Alan Levine, secretary of the state Department of Health and Hospitals, said the “provider service networks” will be established within the Medicaid program. Levine was the keynote speaker at the Louisiana Health Care Quality Forum Spring Summit.

“It’s a way of introducing to the state an integrated delivery system of coordinated care, a framework where Medicaid moves away from its old model of being a payer of claims and moves to a model where we monitor the system, where we provide incentives for improved outcomes, and where we generally try to take baselines of consumer behaviors and try to improve those outcomes,” Levine said.

Levine said the current system is a failure, an outdated, 40-year-old model that does little to improve patients’ health or control costs.

The Louisiana Health Care Quality Forum’s members have pushed the state to adopt a system where primary-care physicians and clinics provide medical homes. The doctors coordinate care, referring patients as needed to specialists, hospitals and other providers in a type of managed-care network.

The network approach has proven successful in Louisville, Ky., Florida and North and South Carolina, Levine said. In 2003, North Carolina invested $8.5 million in the network and cut its Medicaid spending by $63 million.

The approach saved taxpayers more than $231 million in the state’s 2005 and 2006 fiscal years. Last year, Harvard University named the program one of its Innovations in American Government Awards winners.

Gov. Bobby Jindal’s budget includes $5 million to implement the provider service network model, Levine said. The state will provide administrative money on the front end for networks.

The budget also includes $3.5 million for chronic disease management, Levine said. By aggressively managing care for patients with asthma, diabetes, heart disease, sickle cell anemia and other chronic conditions, the state hopes to reduce expensive emergency room visits and hospitalizations.

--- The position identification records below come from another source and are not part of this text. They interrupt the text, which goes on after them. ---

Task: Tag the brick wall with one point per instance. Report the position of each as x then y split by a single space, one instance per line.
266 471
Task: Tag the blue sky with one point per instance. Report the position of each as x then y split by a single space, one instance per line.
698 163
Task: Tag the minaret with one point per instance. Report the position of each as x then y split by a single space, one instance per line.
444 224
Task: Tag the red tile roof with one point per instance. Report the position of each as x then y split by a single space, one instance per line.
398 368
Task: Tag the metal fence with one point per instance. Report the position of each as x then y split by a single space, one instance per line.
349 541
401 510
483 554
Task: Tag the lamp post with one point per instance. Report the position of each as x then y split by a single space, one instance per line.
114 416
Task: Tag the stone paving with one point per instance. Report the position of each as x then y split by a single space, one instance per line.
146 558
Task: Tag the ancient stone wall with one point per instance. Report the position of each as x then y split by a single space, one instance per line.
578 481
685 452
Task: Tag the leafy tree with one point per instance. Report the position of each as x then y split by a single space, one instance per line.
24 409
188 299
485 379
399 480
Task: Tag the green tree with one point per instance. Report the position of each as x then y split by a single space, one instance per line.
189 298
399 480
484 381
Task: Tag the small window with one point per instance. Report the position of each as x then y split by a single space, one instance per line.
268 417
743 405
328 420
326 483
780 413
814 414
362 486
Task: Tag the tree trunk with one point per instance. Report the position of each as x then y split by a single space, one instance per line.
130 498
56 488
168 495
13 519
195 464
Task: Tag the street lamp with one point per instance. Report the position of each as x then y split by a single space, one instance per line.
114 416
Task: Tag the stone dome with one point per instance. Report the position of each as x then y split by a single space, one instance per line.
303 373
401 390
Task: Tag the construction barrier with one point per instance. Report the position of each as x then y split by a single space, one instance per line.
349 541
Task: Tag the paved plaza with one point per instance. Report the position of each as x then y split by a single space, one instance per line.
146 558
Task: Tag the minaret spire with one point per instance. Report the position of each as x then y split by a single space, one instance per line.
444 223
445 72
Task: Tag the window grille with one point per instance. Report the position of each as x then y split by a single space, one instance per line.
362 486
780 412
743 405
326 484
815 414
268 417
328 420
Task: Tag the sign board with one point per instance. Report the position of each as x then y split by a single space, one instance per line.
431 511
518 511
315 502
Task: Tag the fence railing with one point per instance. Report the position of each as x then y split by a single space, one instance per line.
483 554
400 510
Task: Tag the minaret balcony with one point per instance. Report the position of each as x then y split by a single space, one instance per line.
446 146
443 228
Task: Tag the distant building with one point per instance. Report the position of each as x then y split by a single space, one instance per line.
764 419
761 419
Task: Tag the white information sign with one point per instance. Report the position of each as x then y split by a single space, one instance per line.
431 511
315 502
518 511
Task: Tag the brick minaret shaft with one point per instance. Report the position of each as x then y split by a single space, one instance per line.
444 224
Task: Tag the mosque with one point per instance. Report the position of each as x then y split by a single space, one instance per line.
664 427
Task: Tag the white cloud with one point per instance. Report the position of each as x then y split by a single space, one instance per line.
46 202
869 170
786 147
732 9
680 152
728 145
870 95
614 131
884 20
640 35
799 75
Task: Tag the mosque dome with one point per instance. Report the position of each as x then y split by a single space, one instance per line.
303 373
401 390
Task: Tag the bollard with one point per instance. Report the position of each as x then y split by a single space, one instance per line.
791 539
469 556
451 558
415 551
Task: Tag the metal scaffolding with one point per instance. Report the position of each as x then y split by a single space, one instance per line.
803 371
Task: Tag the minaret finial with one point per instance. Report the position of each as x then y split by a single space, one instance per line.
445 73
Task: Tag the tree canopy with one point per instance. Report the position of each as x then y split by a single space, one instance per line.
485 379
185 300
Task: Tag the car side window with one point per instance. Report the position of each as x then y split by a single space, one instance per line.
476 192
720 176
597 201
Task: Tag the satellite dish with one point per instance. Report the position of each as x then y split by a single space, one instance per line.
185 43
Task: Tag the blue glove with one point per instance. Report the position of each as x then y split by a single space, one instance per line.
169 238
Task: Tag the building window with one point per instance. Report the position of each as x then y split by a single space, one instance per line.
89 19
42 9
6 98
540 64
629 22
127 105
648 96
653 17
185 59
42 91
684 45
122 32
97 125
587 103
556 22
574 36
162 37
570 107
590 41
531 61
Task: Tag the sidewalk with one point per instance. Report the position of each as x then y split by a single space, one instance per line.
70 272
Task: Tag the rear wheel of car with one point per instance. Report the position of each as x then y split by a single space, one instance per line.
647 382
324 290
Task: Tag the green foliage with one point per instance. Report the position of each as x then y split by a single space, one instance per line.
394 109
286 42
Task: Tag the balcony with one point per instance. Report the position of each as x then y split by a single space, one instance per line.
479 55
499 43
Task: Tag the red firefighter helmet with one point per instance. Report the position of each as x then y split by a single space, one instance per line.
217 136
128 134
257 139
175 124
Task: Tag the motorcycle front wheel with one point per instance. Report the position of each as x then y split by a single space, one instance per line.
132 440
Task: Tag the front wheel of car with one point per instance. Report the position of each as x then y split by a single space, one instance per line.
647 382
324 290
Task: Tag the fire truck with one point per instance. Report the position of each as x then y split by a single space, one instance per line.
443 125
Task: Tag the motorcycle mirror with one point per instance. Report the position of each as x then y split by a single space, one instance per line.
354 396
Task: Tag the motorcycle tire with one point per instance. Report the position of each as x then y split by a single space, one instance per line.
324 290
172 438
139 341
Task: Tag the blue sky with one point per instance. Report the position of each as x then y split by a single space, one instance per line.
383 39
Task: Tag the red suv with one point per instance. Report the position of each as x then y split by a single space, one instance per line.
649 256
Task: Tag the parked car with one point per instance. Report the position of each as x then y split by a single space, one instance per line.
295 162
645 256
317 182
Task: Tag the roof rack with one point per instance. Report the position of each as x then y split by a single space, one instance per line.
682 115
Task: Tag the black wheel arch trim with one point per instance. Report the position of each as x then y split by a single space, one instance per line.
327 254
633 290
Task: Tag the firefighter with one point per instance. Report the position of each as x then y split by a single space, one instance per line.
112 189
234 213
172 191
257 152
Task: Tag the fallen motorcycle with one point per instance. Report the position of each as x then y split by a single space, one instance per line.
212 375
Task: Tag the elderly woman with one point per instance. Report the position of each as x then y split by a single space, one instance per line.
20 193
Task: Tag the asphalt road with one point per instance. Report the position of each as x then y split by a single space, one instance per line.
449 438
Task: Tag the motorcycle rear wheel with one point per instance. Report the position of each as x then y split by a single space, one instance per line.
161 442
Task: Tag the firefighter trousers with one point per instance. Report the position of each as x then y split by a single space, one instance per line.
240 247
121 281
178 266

Levine said there has already been a substantial amount of interest in creating the networks from LSU, which manages the state’s charity hospital and clinic system, as well as out-of-state-firms.

“Medicaid in Louisiana has to move away from the fee-for-service model. Eventually, we have got to get to a place where we change the system of financing so that we provide the dollars on the front end to the provider service network,” Levine said.

This will give the network the flexibility to tailor its system to the patients’ needs, Levine said. For example, under the current Medicaid model, the pay for neurosurgeons is set so the system can’t offer more money to attract a neurosurgeon.

But a provider service network can, Levine said.

The state will limit the number of networks because each must have enough patients to maximize its resources, Levine said. DHH has not decided how those networks will be chosen.

Levine said major challenges remain for implementing medical homes, including changing the way providers are paid.

Under the current reimbursement system, physicians have to see twice as many patients to make the same money they did 15 or 20 years ago, Levine said The result is that patients wait longer to spend less time with their doctors, the antithesis of what medical homes are.